Can left join be optimized in 'preferred users' MySQL query?


I have two tables:

poll_response (poll_id, option_id, user_id) (about 500,000 rows, with 500 unique polls, 1000 unique options, and 25000 unique users)

preferred_users (user_id) (about 800 rows)

I'd like to determine what percentage of the users who select each option are "preferred users" (i.e. those with high reputation).

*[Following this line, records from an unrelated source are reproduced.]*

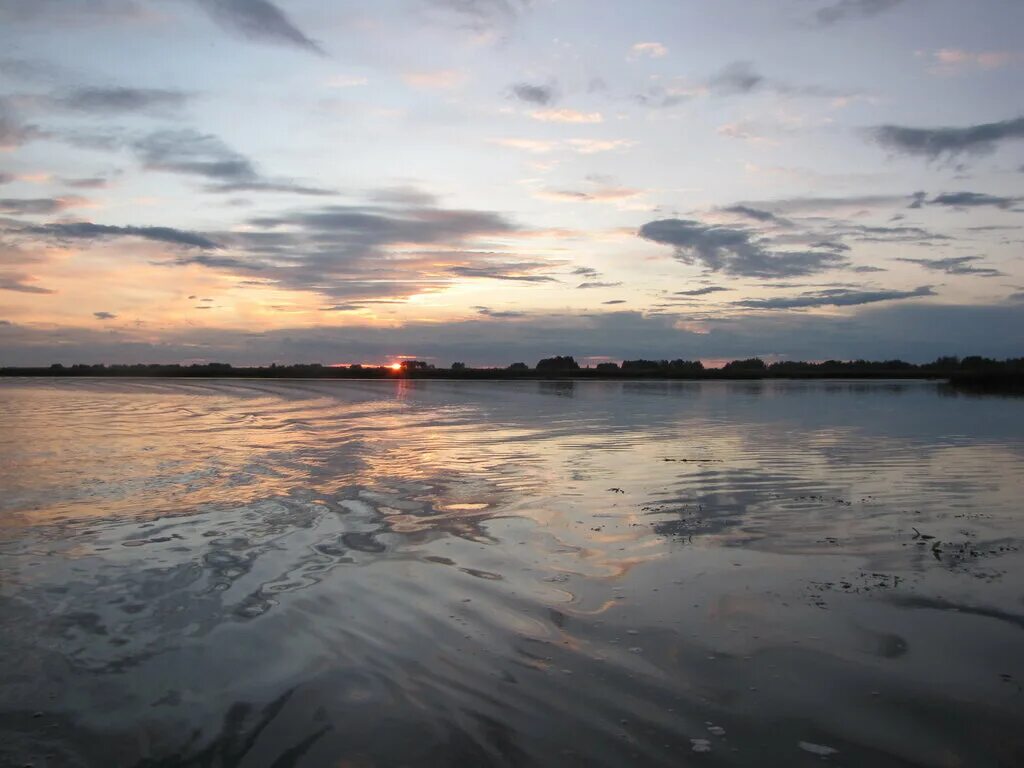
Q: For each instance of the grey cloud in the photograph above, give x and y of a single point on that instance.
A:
(218, 262)
(357, 254)
(94, 182)
(825, 205)
(108, 100)
(535, 94)
(701, 291)
(20, 284)
(947, 141)
(348, 307)
(68, 10)
(867, 233)
(500, 313)
(272, 186)
(879, 331)
(757, 214)
(955, 265)
(833, 297)
(492, 273)
(407, 196)
(850, 9)
(12, 131)
(480, 14)
(37, 206)
(973, 200)
(88, 230)
(193, 154)
(738, 77)
(735, 251)
(258, 19)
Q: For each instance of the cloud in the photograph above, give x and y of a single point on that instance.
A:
(852, 9)
(435, 79)
(595, 145)
(535, 94)
(949, 60)
(20, 283)
(38, 206)
(488, 272)
(651, 50)
(12, 131)
(385, 250)
(947, 141)
(88, 230)
(735, 251)
(955, 265)
(62, 10)
(737, 77)
(701, 291)
(499, 314)
(879, 331)
(758, 215)
(481, 14)
(579, 145)
(973, 200)
(90, 182)
(852, 205)
(193, 154)
(598, 195)
(258, 19)
(108, 100)
(566, 116)
(833, 297)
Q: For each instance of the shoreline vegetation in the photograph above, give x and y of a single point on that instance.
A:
(968, 373)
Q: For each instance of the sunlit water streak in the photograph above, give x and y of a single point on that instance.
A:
(324, 573)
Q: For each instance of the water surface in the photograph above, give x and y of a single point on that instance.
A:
(527, 573)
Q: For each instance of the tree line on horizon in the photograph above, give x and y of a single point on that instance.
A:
(962, 370)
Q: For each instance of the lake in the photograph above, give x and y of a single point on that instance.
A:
(232, 572)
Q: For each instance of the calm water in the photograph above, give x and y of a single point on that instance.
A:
(398, 573)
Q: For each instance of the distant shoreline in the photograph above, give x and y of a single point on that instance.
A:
(968, 373)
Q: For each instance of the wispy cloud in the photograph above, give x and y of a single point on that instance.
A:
(735, 251)
(435, 79)
(260, 20)
(845, 10)
(953, 60)
(535, 94)
(39, 206)
(935, 143)
(89, 230)
(120, 99)
(566, 116)
(956, 265)
(649, 50)
(834, 297)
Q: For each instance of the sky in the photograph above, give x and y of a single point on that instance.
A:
(493, 181)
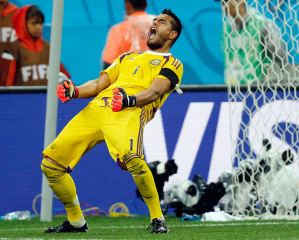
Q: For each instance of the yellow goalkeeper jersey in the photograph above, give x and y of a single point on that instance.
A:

Other users can respond to the poll; in order to identify that the response came from a preferred user, the join is required to the preferred_users table.

Here's what I've got:

SELECT option_id, count(*) AS all_votes, count(preferred_users.user_id) AS preferred_votes
FROM response
LEFT JOIN preferred_users ON response.user_id = preferred_users.user_id
GROUP BY option_id

The query spits out a table like this:

| option_id | all_votes | preferred_votes
| 1         | 500       | 150
| 2         | 550       | 250
| 3         | 525       | 300

I can then do the math to determine the percentage.

The problem is that the query often times out -- meaning it takes well over a minute to complete.

Is there any way to get rid of the left join or otherwise optimize the query?


Solution

  • have you tried splitting it into two queries - one for the total and one for the preferred users? i suspect that what is causing it to run slowly is running through the entries in group counting the non-null entries (but you could see yourself by using explain).

    in other words:

    select option_id, count(*) from response group by option_id
    select option_id, count(*) from response, preferred_users where response.user_id = preferred_user.id group by option_id
    

    you could even join them:

    select * from 
      (select option_id, count(*) as total from response group by option_id
       left join
       select option_id, count(*) as preferred from response, preferred_users where response.user_id = preferred_user.id group by option_id
       using (option_id))
    

    (not sure if i have the syntax right there, but you get the idea).

    also, you have an index on the preferred_users.id column too, right? and a foreign key relation from one to the other? if not, try with that first.